This is what professor Richard English from Queens University, Belfast, said on Wednesday at a discussion on “How Terrorism Ends: The Case of the IRA” in the Jadavpur University.
A part of the Irish Studies International Research Initiative in his university, English said: “Despite the conflict of Northern Ireland, which is different from that of Israel and Palestine, one can still learn a lot from history.”
Northern Ireland experience tells that terrorism can never achieve the desired goals, it rather leaves behind sectarian divisions, he said.
Religious sentiments, historical and nationalist grievances usually trigger terrorism. But even though one terrorist organisation is dismantled, several paramilitary forces keep terrorism alive.
“The long conflict in Northern Ireland saw peace talks when IRA leaders recognised that violence does not lead to anywhere,” said the professor.
Nuclear terrorism is the biggest threat to today’s world. And a military response to terrorism is detrimental.
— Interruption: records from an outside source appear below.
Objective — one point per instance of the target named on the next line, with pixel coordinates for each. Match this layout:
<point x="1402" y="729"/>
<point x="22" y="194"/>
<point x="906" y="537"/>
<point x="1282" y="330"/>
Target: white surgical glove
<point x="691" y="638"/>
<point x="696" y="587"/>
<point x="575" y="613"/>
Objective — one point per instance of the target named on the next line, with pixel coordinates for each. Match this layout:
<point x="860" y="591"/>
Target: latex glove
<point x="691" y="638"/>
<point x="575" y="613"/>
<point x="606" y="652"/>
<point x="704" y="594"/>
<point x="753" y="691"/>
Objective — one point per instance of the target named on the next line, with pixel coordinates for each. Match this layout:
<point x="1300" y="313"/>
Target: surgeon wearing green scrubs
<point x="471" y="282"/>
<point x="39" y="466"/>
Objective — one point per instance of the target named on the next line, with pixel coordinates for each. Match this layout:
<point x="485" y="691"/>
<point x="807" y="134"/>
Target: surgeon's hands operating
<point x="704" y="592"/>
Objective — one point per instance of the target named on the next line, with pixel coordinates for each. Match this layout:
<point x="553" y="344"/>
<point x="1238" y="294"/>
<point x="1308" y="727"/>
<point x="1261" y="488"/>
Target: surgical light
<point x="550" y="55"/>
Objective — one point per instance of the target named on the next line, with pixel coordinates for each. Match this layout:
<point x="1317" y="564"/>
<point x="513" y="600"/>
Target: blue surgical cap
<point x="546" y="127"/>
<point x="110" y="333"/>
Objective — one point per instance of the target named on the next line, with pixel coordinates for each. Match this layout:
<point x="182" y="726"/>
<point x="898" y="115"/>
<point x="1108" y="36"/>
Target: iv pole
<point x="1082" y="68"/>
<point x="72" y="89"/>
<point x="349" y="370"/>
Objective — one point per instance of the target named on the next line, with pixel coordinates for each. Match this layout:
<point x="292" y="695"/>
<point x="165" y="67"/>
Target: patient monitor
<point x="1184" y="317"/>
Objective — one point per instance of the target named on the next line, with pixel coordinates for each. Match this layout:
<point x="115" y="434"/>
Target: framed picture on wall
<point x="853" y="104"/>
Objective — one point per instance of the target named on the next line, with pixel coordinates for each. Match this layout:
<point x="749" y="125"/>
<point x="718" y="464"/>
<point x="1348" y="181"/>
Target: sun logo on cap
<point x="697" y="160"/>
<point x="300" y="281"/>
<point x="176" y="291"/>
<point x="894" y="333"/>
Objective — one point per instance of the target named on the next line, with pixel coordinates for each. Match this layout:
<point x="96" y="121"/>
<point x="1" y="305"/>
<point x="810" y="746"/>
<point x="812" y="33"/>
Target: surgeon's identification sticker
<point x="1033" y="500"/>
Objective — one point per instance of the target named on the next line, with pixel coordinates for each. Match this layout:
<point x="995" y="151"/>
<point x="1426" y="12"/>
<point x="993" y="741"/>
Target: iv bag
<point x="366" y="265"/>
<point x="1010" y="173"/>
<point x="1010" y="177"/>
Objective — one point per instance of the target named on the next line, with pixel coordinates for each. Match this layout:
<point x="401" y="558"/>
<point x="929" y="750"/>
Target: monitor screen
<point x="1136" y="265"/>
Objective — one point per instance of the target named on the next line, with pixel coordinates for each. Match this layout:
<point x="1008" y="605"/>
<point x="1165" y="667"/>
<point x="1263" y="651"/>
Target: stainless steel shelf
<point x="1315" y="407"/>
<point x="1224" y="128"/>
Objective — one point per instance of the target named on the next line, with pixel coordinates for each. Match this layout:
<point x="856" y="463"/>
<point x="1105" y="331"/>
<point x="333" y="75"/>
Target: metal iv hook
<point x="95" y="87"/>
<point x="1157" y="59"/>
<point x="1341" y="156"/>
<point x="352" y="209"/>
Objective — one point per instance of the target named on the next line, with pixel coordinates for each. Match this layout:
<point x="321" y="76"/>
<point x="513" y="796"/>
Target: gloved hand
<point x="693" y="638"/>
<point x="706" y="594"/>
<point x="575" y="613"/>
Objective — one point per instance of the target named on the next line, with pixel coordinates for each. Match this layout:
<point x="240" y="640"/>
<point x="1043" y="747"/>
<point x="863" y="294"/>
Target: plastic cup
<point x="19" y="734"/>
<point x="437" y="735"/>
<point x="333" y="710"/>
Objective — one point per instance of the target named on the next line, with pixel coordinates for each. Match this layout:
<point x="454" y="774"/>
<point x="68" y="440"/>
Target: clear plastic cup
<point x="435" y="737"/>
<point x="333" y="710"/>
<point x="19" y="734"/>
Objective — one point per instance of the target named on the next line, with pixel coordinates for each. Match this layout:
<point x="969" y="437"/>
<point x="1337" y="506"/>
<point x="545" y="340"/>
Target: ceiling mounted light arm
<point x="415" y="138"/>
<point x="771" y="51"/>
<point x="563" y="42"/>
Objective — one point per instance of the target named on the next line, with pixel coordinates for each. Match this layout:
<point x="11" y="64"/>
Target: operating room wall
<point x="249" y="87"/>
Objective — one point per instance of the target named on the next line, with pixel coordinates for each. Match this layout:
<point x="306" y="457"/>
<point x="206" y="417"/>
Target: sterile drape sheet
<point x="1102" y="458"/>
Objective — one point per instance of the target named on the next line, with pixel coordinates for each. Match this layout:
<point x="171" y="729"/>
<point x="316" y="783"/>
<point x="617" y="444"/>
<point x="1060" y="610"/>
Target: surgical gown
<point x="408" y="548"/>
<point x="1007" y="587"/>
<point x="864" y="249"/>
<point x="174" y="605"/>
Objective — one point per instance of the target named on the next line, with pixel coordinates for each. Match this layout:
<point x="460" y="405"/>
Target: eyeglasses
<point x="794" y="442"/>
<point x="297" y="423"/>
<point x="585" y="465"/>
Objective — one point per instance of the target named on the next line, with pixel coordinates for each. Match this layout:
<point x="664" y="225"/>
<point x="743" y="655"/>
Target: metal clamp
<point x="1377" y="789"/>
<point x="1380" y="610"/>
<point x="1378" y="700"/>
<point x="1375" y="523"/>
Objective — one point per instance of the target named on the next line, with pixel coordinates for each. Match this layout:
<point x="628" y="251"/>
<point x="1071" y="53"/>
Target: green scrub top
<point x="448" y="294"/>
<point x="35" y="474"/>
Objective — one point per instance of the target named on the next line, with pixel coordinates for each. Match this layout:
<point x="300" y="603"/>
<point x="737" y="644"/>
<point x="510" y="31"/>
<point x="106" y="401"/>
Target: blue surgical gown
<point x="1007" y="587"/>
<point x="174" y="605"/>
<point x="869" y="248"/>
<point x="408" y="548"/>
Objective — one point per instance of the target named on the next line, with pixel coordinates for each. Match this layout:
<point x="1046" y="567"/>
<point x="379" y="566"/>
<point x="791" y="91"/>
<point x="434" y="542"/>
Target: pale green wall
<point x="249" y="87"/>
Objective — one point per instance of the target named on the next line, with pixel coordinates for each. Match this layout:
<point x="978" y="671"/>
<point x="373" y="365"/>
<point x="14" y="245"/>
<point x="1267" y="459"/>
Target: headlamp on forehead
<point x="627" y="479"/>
There might be other advantages of toppling Saddam Hussain, but terrorism needs alternative solutions, said English.
The professor, along with the Vice-Chancellor of the Queens University, Peter Gregson, is part of the 10-member team visiting JU. The visit aims to explore areas of academic collaboration. “We are exploring the areas of possible synergies to address future challenges that the world may face,” said Gregson.